- Poster presentation
- Open Access
The association of early lactate clearance with inflammatory biomarkers in severe sepsis and septic shock
© BioMed Central Ltd 2006
- Published: 21 March 2006
- Septic Shock
- Severe Sepsis
- Blood Lactate
- Blood Lactate Concentration
- Significant Inverse Relationship
Patients presenting to the hospital with sepsis with evidence of hypoperfusion have a greater risk of developing organ dysfunction and higher mortality . Early recognition of hypoperfused states and implementation of strategies to resolve global tissue hypoxia as reflected by early lactate clearance correlate with improved outcome and mortality . This study is a secondary analysis comparing early lactate clearance with serum biomarkers among a cohort of patients collected during the Early Goal Directed Therapy Trial (EGDT).
Lactate levels were drawn on patients presenting with severe sepsis and septic shock upon hospital presentation and at 6 hours after resuscitation. Lactate clearance was defined as the decrease in blood lactate concentration from the baseline to the 6-hour value, expressed as a percentage of the baseline value . Biomarkers were examined at baseline, 6, 12, 24, 36, 48, 60 and 72 hours after hospital presentation. Biomarkers were determined by immunoassay independently performed by Biosite®, Inc. (San Diego, CA, USA). The Kruskal-Wallis statistic was used to detect differences in mean (0–72 hours) biomarker levels among patients stratified by lactate clearance quartiles. Chi-square analysis and Kaplan-Meier mortality estimation were used to compare outcome among the lactate clearance quartiles. The Student two-sample t test, Wilcoxon rank sum test, chi-square and Kruskal-Wallis statistics were employed to compare hospital survivors versus nonsurvivors. A two-tailed probability level < 0.05 was accepted as statistically significant.

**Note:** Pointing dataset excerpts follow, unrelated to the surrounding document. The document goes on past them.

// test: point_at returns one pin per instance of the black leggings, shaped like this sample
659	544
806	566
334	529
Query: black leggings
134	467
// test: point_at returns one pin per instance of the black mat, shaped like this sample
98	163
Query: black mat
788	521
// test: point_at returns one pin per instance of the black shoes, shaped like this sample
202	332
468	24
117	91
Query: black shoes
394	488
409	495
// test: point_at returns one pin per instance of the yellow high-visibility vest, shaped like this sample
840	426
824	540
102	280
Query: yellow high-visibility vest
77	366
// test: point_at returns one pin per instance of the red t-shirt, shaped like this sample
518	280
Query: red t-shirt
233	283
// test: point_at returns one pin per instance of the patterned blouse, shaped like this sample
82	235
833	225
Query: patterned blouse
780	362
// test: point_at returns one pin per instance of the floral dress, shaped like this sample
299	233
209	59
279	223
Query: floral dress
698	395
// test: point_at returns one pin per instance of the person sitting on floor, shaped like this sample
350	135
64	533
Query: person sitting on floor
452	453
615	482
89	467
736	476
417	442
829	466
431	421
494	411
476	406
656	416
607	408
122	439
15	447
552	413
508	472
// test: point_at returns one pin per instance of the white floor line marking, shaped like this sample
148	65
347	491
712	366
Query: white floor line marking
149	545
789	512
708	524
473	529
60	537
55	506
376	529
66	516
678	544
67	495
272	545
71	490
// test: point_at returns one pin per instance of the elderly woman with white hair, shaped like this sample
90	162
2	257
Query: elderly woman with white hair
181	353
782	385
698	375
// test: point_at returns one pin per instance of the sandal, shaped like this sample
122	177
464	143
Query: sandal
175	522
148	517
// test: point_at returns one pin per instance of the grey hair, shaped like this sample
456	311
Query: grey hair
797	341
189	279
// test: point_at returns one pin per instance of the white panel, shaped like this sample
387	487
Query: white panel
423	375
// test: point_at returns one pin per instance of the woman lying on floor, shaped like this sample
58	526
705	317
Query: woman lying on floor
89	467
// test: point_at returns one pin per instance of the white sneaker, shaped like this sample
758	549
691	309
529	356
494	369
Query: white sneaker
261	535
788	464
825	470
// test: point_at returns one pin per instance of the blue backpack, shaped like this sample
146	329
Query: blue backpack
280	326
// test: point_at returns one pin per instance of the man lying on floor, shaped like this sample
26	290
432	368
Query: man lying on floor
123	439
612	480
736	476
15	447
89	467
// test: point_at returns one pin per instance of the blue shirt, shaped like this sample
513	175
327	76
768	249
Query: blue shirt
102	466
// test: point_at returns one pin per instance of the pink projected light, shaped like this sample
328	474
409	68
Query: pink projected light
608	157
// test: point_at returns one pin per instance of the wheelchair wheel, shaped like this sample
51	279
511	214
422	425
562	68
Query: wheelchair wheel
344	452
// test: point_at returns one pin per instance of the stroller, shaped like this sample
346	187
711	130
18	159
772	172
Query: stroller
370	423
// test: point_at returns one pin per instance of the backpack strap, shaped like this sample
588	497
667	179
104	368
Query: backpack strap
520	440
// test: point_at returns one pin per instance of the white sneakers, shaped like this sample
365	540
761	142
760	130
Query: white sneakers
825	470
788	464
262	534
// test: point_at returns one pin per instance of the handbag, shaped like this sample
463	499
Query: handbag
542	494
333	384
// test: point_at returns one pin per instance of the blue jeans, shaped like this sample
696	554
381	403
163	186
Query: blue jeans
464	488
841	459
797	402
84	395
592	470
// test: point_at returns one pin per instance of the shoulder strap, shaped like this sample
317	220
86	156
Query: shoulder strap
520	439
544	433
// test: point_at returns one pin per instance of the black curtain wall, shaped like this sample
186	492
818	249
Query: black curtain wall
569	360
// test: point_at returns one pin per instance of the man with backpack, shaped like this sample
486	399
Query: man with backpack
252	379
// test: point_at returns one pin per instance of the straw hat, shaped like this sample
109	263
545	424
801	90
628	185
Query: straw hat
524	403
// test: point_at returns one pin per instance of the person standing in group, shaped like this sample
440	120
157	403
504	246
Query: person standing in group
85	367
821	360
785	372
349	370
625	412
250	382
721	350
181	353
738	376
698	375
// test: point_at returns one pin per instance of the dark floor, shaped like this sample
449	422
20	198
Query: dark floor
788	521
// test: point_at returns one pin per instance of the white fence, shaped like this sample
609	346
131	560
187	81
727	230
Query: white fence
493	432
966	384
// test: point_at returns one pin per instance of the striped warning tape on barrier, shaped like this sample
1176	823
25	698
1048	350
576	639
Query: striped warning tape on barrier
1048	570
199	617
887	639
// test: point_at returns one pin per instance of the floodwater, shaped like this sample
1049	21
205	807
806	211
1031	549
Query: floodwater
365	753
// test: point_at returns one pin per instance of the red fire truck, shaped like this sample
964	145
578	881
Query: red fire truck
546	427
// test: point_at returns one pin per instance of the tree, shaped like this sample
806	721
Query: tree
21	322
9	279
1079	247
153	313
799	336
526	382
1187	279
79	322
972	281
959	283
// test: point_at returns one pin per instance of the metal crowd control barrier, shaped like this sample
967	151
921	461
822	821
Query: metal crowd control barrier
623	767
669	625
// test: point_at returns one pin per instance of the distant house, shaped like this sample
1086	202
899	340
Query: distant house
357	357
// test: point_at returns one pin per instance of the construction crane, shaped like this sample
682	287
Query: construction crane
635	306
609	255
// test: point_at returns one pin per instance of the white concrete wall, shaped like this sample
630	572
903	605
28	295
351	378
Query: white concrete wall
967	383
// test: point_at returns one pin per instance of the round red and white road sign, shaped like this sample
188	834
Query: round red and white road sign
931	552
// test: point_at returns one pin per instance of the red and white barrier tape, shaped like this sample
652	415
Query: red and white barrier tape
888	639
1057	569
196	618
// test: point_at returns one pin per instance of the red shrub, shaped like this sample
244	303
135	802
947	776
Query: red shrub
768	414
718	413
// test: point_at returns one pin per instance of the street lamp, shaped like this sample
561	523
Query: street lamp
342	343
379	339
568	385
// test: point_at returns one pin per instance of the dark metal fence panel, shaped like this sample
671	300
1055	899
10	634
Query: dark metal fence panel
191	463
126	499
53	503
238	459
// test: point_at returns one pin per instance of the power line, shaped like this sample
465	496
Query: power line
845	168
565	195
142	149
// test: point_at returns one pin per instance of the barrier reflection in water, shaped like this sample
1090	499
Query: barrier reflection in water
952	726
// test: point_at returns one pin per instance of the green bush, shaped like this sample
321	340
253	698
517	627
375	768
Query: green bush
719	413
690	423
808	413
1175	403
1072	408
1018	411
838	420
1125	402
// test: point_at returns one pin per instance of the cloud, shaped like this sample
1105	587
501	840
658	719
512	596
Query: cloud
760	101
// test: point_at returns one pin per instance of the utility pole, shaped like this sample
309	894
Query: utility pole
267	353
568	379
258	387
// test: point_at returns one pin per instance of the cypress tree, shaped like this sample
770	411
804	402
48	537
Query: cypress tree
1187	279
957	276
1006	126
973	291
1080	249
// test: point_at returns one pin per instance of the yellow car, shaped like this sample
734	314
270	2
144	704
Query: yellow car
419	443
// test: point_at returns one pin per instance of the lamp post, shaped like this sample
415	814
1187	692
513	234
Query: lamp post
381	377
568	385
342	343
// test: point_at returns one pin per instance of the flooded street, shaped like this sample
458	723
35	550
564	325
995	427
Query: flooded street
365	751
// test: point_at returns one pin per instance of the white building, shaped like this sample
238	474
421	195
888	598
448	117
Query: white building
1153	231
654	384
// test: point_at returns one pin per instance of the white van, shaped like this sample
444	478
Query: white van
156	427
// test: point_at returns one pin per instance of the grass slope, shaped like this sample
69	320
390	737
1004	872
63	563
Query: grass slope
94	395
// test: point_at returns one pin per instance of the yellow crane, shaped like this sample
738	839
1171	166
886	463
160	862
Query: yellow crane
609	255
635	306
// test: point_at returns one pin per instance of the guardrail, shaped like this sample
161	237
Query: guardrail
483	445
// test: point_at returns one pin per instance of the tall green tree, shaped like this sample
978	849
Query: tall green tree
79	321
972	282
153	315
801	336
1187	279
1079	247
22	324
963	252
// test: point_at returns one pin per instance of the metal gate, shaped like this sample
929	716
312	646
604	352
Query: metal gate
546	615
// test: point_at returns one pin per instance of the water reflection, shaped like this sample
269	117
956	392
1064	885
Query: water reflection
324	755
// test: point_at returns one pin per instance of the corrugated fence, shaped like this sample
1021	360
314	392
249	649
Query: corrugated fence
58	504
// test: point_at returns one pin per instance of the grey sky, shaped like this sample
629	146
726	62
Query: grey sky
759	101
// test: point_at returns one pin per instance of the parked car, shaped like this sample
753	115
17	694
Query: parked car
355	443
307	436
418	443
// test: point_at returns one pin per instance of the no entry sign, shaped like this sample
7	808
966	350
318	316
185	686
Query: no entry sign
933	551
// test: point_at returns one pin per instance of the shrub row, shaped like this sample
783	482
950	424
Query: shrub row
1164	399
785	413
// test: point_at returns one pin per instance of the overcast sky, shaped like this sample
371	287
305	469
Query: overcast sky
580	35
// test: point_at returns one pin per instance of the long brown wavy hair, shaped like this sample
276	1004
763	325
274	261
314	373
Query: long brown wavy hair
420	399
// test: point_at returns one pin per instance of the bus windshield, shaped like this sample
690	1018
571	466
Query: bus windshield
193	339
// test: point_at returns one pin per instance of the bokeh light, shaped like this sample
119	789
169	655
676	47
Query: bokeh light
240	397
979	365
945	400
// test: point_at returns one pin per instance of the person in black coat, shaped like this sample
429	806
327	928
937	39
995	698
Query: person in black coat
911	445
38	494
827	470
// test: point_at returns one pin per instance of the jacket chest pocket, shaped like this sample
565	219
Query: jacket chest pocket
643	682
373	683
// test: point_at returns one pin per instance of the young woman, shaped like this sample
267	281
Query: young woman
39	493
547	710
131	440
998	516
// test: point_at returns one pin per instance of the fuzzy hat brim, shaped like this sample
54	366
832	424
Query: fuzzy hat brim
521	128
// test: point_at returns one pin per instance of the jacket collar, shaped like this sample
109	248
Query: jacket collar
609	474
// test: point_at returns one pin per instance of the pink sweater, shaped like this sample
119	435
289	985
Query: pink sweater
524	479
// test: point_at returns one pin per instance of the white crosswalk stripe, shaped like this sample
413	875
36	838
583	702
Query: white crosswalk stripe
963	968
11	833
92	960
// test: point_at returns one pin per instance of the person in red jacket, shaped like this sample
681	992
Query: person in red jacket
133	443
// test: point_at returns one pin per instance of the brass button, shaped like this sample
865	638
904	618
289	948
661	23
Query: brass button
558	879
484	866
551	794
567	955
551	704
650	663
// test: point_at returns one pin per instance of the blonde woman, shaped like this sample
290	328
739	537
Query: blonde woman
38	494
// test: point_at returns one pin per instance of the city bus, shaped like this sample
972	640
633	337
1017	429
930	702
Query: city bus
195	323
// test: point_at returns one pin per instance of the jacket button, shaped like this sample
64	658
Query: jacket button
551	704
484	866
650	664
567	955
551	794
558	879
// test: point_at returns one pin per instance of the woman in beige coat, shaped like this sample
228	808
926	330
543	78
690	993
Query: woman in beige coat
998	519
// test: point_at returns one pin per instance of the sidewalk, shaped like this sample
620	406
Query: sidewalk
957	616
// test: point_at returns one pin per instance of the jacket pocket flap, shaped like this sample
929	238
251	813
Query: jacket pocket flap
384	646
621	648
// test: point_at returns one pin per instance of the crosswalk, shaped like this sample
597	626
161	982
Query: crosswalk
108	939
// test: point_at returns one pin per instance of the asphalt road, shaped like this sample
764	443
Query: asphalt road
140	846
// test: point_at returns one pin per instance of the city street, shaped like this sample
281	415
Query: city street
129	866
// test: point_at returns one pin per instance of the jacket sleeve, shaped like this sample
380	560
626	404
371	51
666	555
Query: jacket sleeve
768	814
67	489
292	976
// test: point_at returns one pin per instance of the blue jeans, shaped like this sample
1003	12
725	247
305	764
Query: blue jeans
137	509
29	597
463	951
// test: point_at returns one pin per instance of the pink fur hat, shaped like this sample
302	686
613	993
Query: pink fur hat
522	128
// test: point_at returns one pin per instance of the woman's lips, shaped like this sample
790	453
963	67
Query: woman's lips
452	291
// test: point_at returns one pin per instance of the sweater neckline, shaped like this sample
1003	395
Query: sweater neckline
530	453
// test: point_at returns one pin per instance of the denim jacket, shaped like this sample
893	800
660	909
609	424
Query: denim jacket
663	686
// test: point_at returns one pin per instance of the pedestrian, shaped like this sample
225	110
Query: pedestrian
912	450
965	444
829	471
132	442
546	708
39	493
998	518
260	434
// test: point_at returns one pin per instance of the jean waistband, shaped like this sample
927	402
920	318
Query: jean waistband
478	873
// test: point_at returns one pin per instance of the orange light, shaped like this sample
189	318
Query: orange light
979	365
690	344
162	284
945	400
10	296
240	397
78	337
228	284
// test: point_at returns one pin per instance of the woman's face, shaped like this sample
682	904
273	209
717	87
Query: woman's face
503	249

Two hundred and forty-three patients were stratified into quartiles by their level of lactate clearance after 6 hours. There was a statistically significant inverse relationship between patients' lactate clearance and the mean levels of each biomarker (TNF-α, IL-1 receptor antagonist and caspase-3) over the first 72 hours of hospitalization (P < 0.035). There was also a statistically significantly higher hospital 28-day and 60-day mortality for each quartile of decreasing lactate clearance (P < 0.010).
Early resolution of global tissue hypoxia or greater lactate clearance is associated with a corresponding decrease in inflammatory mediators and mortality. The exact mechanism by which early hemodynamic optimization modulates inflammation requires further study.